I think of the girl in her school uniform, smiling self-consciously at the camera, and I remember her photo from the briefcase. 'And she's one of the murder victims, isn't she?' I ask, knowing what the answer's going to be.

Alannah nods grimly. 'Yes. She is.'

We're silent for a few moments. I feel an overwhelming sadness at the thought of this young girl dying a depraved, lonely death thousands of miles from her home and family at the hands of such cold-hearted killers. The grim irony that if it hadn't been for Major Ryan they might have got away with it is not lost on me.

I look at Alannah. 'I suppose when I told you I wasn't going to go to Cosick's place, that's when you called in your colleagues to arrest me?'

She nods.

'And you called the police to Cosick's place as well?'

She nods again. 'I did.'

'How did you know I was there?'

'Technology,' she says. 'When you were back at my place, I planted a tracking device in your shoe.'

That explains a few things, not least how the police managed to turn up at Ryan's house too, but it doesn't make me feel any better. 'So you could have caught me at any time?'

'Yes, but I was ordered to let things run and see what happened. We moved in when we saw you were heading to Cosick's place, but we weren't quick enough to stop you going in, or to prevent the death of your friend.'

'I know you weren't,' I say bitterly.

The news that Lucas's death could have been avoided is a real blow. In the days since I watched him die, I've thought about him often, more often than I ever did in life. With him gone, my world's an emptier place.

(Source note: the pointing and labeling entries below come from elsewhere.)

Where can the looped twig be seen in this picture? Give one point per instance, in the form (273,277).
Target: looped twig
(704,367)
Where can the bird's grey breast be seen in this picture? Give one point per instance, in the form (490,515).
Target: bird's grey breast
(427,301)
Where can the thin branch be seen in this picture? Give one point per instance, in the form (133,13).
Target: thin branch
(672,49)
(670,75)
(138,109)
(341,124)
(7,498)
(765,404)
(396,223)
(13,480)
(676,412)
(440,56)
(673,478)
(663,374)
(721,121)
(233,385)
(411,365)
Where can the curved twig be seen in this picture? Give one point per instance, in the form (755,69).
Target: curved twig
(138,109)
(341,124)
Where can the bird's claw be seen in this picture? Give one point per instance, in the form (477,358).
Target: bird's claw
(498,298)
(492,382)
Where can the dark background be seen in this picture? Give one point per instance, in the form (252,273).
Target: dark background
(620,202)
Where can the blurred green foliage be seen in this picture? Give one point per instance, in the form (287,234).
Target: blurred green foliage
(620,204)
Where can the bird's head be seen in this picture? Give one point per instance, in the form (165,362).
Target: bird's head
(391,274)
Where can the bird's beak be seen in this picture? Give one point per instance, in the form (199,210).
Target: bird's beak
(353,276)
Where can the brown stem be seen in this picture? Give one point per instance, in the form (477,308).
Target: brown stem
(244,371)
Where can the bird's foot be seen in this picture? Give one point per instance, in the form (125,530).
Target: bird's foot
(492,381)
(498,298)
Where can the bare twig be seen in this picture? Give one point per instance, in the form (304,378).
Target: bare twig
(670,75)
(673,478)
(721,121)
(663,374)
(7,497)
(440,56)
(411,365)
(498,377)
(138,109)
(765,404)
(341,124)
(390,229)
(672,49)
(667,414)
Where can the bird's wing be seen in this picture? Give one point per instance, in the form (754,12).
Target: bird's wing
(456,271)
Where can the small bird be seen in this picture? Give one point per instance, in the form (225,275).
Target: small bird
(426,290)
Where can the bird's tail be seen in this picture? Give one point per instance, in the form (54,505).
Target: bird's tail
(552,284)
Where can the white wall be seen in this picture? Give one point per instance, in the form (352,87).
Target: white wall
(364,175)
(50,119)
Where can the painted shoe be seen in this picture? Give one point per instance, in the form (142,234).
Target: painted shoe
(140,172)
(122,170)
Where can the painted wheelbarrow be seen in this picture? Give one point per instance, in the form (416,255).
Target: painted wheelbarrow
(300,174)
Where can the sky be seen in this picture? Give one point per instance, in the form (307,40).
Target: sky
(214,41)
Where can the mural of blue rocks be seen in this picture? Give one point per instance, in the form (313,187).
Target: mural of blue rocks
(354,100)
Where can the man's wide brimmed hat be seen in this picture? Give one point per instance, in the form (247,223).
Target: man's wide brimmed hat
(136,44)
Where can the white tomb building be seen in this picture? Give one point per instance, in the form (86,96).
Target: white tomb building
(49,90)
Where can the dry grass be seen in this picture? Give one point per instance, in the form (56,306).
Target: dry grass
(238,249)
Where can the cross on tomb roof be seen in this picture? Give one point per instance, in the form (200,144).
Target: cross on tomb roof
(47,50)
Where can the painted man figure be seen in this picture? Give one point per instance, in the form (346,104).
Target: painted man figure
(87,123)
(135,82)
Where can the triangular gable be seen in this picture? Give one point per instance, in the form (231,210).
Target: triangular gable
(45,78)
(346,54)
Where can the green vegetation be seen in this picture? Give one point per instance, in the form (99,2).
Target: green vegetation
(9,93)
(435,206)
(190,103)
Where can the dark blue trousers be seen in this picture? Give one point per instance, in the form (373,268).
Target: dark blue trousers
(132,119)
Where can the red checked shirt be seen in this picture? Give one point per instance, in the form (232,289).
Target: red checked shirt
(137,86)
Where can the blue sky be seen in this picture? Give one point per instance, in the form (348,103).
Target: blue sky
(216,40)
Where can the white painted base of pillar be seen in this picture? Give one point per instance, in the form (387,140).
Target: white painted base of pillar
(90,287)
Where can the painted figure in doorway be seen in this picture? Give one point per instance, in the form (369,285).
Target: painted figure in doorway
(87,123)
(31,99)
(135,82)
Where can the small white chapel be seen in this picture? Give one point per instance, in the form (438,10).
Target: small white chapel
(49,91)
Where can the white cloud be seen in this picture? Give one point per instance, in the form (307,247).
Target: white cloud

'I'm sorry about that, Tyler.'

I don't acknowledge the apology. 'And what happened after I was arrested? How come I was let go again?'

'I had nothing to do with that. But again, the idea was to let you run and see what you turned up. There was a feeling you knew more about things than you were letting on, and you were followed discreetly, from a distance. Unfortunately, we lost the signal on the tracker when you entered the woodland around Leo Ryan's house, and it took some time to locate you.'

'By which time I could have been killed.'

I look out of the window at the ordinary people passing on the pavement outside as they go about their ordinary lives, and I hear Alannah apologizing again.

'OK. Well, I guess the apology's accepted,' I say at last. 'And thanks for helping me back at the brothel.'

She smiles, showing gleaming white teeth, then her expression becomes more serious. 'Listen, Tyler…' She pauses a moment, and I try to read whatever's behind her dark eyes. 'When I kissed you back at the safe house, I wasn't putting it on, you know. That's partly why I'm here.' We're turning into my road now, only yards from home. 'I was hoping that maybe we could take things a step further. Maybe, you know, go out some time. Finish off what we started.' She comes to a halt outside the front door and looks at me expectantly, brushing a curl of blonde hair from her face.

She really is beautiful, a vision in various shades of gold.

'I don't think so,' I say with a tight smile, 'but thanks for the offer.'

I open the passenger door and get out, and as I walk to my front door, fishing in my pocket for the keys – a sadder yet wiser man than I was before all this started – I don't look back, nor do I feel even a twinge of regret.

I may be alone, but sometimes, just sometimes, that's the best thing to be.